Mr. Voorhees has also been indirectly linked to Tom #Rando. They both spoke at the same TED Conference two days apart, three years ago.
Mr. Forbin and Professor Markov have been members of the same Artificial Intelligence ListServ for over a decade. Along with four hundred thousand others.”
Ajaarg shook her head, let out a sigh, and continued, “All of which is plausibly incidental. Aside from Mr. Kine and The Brickners there is no record any of them have had cause or occasion to directly communicate before today.”
“Ugh. T-M-I,” said Daniqua, overwhelmed with analysis paralysis. “Please tell me you've got other teams working on ways to stop this.”
Ajaarg raised her voice. “Massey, are you taking this seriously? 36 hours until we lose critical infrastructure, business centers, historical landmarks, and homes for almost 40 million people. Such an event threatens global stability. Focus on your own damn role.”
“Yes ma'am. I understand. I am taking this seriously.”
“Good.”
“I'm just tired,” said Daniqua, as the pounding of the distant drums in her head intensified. Was it head injury, dopamine withdrawal, uncertainty, or information overload? “I may attempt to get a few hours sleep.”
“Here,” Ajaarg produced a pill bottle from her pocket. “Have some amphetamines.”
Daniqua raised her hand waving the offer down. “Won't enhance my analysis. Might result in focusing too intensely on unimportant things. Sleep will allow me to recharge; get my conscious mind out of the way, so the rest of me can make pertinent connections.”
“Are you sure? We need to use what little time we have wisely. These are clean nootropics. You will not fatigue. I am clearheaded, calm, and have been awake for almost 40 hours now.”
Ajaarg might not have felt like it, but she grokked as someone who had been awake for 40 hours. This was not a particularly deep perspect; her hand extending the pill bottle shook.
“Thanks ma'am, but no. And, if I may,” Daniqua contorted her face with concern, “-you might feel fine, but many of the detrimental effects of sleep deprivation go unnoticed by the conscious mind due to the nature of the impairment. I would advise you sleep too.”

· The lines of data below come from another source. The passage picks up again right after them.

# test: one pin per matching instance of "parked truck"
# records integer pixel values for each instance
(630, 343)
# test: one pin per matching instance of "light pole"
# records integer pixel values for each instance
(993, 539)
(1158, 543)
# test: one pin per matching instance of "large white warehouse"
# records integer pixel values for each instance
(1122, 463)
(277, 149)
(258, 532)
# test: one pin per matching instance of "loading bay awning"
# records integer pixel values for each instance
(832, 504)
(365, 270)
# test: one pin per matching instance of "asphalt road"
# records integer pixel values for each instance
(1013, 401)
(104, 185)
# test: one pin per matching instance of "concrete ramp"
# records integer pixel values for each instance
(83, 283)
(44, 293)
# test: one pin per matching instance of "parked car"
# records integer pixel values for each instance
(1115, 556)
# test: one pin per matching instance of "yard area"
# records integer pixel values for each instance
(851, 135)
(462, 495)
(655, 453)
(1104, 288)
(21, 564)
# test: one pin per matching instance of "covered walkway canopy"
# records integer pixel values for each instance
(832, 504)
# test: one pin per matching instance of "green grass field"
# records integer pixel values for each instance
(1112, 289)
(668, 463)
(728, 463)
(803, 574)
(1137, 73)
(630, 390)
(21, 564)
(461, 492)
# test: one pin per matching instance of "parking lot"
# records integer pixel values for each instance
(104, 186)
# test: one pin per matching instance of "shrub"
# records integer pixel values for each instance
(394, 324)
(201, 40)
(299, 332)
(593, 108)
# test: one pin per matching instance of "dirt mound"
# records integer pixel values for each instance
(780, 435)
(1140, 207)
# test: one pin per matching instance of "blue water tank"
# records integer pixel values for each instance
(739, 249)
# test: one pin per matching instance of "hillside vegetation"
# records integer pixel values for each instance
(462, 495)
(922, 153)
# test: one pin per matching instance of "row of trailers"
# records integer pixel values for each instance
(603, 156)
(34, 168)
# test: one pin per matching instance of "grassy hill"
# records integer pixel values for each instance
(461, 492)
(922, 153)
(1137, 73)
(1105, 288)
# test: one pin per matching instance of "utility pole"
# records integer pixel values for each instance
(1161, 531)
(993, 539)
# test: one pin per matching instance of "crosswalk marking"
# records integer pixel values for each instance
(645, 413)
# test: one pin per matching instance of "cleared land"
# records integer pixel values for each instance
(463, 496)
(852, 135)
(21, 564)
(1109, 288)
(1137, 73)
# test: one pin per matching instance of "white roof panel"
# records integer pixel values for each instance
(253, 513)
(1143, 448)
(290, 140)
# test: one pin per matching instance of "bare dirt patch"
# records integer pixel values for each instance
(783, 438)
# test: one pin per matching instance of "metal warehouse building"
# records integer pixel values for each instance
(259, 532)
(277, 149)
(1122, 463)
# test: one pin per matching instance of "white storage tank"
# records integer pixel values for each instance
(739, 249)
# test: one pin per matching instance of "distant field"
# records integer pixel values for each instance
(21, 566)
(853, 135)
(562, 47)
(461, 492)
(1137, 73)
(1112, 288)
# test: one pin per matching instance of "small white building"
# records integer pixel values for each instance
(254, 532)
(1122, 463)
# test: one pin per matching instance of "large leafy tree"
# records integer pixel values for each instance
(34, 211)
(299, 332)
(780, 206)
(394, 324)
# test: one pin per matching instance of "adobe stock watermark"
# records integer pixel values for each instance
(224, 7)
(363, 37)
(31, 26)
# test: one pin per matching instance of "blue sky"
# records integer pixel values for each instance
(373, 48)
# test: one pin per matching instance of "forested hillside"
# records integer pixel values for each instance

Ajaarg stubbornly twisted the lid off the bottle, jostled a capsule into her palm, and popped the candy-corn colored pill into her mouth. She forced a dry swallow. “I have a vital job to do, Private. The world is quite literally at stake. I don't have time for luxuries like sleep. But if you think it will help you get me results, do what you need to do.”
“Thank you ma'am.”
Ajaarg stood up, slid the pill bottle back into her pocket. She walked around the desk and put a hand on Daniqua's shoulder. “Now, let's get you and Mayor La-Fuck-Face back down there, A-S-A-P.”